[FORM OF REVERSE SIDE OF 2029 NOTE]
This Note is one of a duly authorized series of securities (the “Securities”) of the Issuer designated as its 4.750% Notes due May 30, 2029 (the “Notes”). The Securities are all issued or to be issued under and pursuant to an Indenture, dated as of December 4, 2012 (the “Indenture”), duly executed and delivered between the Issuer and Wells Fargo Bank, National Association as trustee with respect to the Notes (the “Trustee”), to which the Indenture and all indentures supplemental thereto reference is hereby made for a statement of the respective rights thereunder of the Issuer, the Trustee and the Holders of the Securities and the terms upon which the Notes are to be authenticated and delivered. The terms of individual series of Securities may vary with respect to interest rate or interest rate formulas, issue dates, maturity, redemption, repayment, currency of payment and otherwise.
The Notes are issuable only as Registered Securities in minimum denominations of $2,000 and integral multiples of $1,000 in excess thereof. As provided in the Indenture and subject to certain limitations therein set forth, the Notes are exchangeable for a like aggregate principal amount of Notes as requested by the Holder surrendering the same.
Except as set forth below, this Note is not redeemable and is not entitled to the benefit of a sinking fund or any analogous provision.
The Notes may be redeemed (a) prior to February 28, 2029 (the “Par Call Date”) in whole, at any time, or in part, from time to time, at the option of the Issuer, for cash, at a redemption price equal to the greater of: (i) 100% of their principal amount; or (ii) an amount, as determined by the Quotation Agent equal to the sum of the present values of the remaining scheduled payments of principal, premium, if any, and interest thereon (not including any portion of such payments of interest accrued to the date of redemption), to the Par Call Date, discounted to the date of redemption on a semi-annual basis, assuming a360-day year consisting of twelve30-day months, at the Treasury Rate, plus 30 basis points, plus in each case accrued and unpaid interest thereon to, but not including the date of redemption or (b) on or after the Par Call Date, in whole, at any time, or in part, from time to time, at the option of the Issuer, for cash, at a redemption price equal to 100% of their principal amount, plus accrued and unpaid interest to, but not including, the redemption date. Notwithstanding the foregoing, installments of interest on Notes that are due and payable on interest payment dates falling on or prior to a redemption date will be payable on the interest payment date to the registered Holders as of the close of business on the relevant record date.

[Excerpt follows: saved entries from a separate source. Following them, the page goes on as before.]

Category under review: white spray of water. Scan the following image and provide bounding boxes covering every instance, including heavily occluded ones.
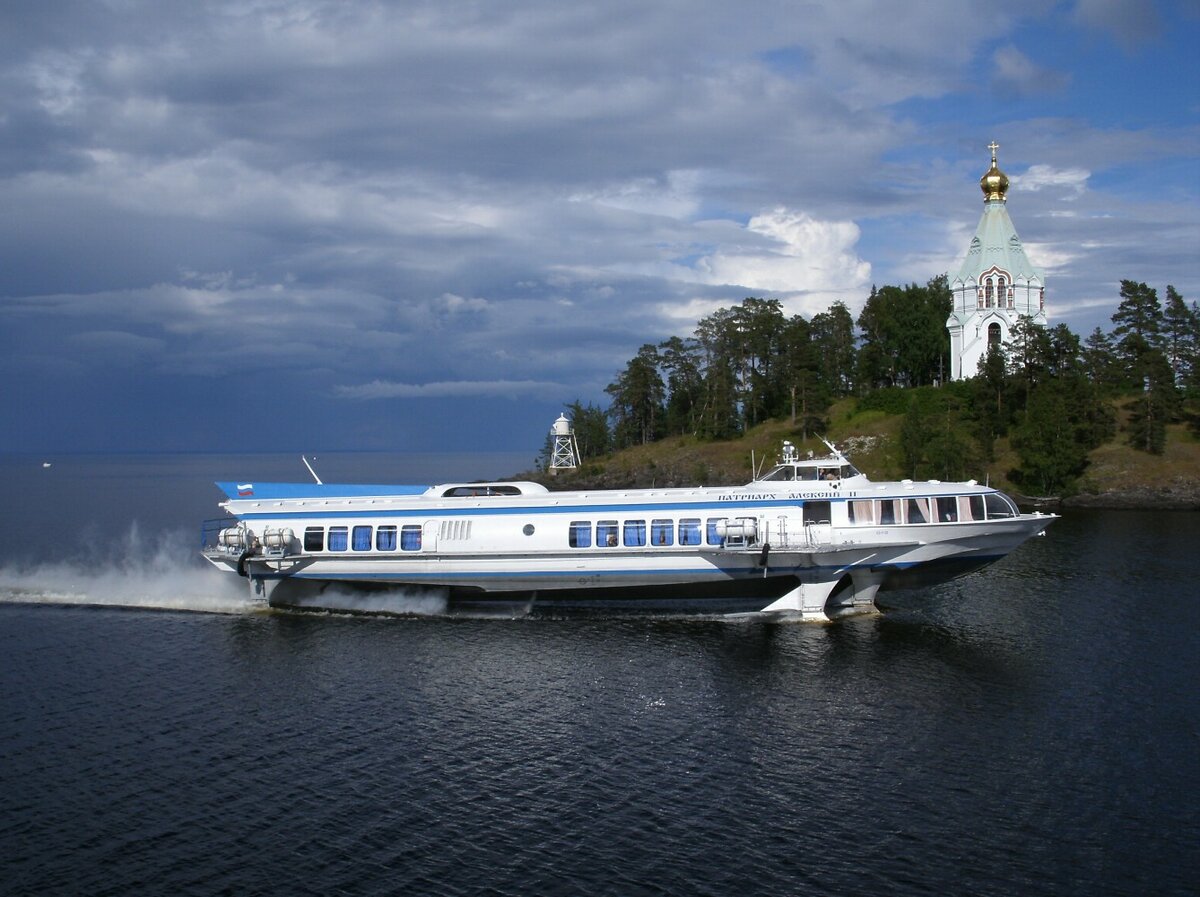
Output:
[0,523,460,618]
[280,585,450,617]
[0,523,253,615]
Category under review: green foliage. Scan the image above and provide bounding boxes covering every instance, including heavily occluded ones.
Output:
[566,400,611,460]
[856,276,952,389]
[605,343,665,448]
[856,386,913,415]
[1125,351,1178,454]
[1112,280,1166,389]
[591,273,1179,487]
[1082,327,1120,396]
[810,301,857,396]
[1163,285,1198,387]
[898,385,979,480]
[657,336,704,436]
[1009,381,1093,496]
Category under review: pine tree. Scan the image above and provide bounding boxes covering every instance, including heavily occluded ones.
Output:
[1111,280,1165,388]
[605,344,665,448]
[1082,327,1120,395]
[810,301,857,396]
[1163,285,1196,386]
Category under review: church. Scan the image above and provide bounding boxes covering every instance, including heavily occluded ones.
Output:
[946,144,1047,380]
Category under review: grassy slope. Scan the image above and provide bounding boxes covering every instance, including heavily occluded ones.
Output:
[533,400,1200,508]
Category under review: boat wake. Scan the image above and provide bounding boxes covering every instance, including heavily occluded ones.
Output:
[274,583,451,617]
[0,525,253,615]
[0,524,461,618]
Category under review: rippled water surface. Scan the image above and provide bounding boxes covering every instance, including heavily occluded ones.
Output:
[1,454,1197,895]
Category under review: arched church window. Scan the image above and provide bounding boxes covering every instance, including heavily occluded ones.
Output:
[988,322,1002,347]
[985,277,994,306]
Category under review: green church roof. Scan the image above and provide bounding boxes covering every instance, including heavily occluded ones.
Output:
[952,144,1044,288]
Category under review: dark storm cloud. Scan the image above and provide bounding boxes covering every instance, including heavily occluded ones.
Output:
[0,0,1195,451]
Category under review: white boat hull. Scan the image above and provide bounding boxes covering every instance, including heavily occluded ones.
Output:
[202,445,1055,619]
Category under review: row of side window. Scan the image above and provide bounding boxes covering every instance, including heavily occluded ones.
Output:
[569,517,723,548]
[846,493,1017,525]
[303,524,423,552]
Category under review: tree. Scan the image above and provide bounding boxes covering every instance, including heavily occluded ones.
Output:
[971,342,1010,461]
[657,336,704,436]
[856,277,952,389]
[605,344,665,448]
[1082,327,1120,396]
[1111,280,1165,388]
[1126,351,1177,454]
[776,313,827,435]
[897,386,978,481]
[810,301,857,396]
[1010,381,1091,495]
[566,400,610,459]
[732,297,788,428]
[694,306,742,439]
[1163,285,1197,386]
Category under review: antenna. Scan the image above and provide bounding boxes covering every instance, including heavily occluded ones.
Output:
[302,455,323,485]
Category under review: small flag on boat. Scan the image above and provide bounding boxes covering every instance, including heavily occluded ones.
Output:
[237,483,254,496]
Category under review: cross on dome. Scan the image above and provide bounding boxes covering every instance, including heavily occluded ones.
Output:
[980,141,1009,202]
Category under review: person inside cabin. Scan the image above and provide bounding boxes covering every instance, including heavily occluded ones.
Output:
[607,532,618,547]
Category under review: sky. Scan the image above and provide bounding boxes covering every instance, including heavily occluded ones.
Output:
[2,0,1197,454]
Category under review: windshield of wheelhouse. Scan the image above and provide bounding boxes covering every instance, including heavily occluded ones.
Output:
[760,462,861,482]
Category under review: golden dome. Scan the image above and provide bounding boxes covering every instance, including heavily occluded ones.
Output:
[980,141,1009,201]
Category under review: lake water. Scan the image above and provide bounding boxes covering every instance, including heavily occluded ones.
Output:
[1,454,1197,896]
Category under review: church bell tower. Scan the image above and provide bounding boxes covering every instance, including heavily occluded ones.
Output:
[947,143,1047,380]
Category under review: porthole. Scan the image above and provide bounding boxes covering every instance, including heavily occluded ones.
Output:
[523,524,535,536]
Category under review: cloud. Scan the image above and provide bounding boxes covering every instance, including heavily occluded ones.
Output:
[0,1,1195,451]
[66,330,166,362]
[1019,164,1091,197]
[334,379,567,400]
[690,208,872,306]
[1072,0,1161,47]
[991,46,1070,95]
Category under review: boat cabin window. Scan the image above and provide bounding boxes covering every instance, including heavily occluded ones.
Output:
[304,526,324,552]
[597,520,619,547]
[960,495,985,522]
[905,498,930,524]
[879,500,899,525]
[376,525,397,551]
[651,520,674,546]
[352,525,372,551]
[936,497,958,522]
[569,521,592,548]
[328,526,349,552]
[679,518,702,546]
[706,518,725,545]
[401,525,422,551]
[760,466,795,481]
[623,520,647,547]
[804,501,831,525]
[984,492,1018,518]
[848,500,876,525]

“Comparable Treasury Issue” means the United States Treasury security selected by the Quotation Agent as having a maturity comparable to the remaining term of the Notes that would be utilized, at the time of selection and in accordance with customary financial practice, in pricing new issues of corporate debt securities of comparable maturity to the remaining term of the Notes.
“Comparable Treasury Price” means, with respect to any redemption date, (i) the average of four Reference Treasury Dealer Quotations for such redemption date, after excluding the highest and lowest of such Reference Treasury Dealer Quotations, or (ii) if the Issuer is provided fewer than four such Reference Treasury Dealer Quotations, the average of all such quotations.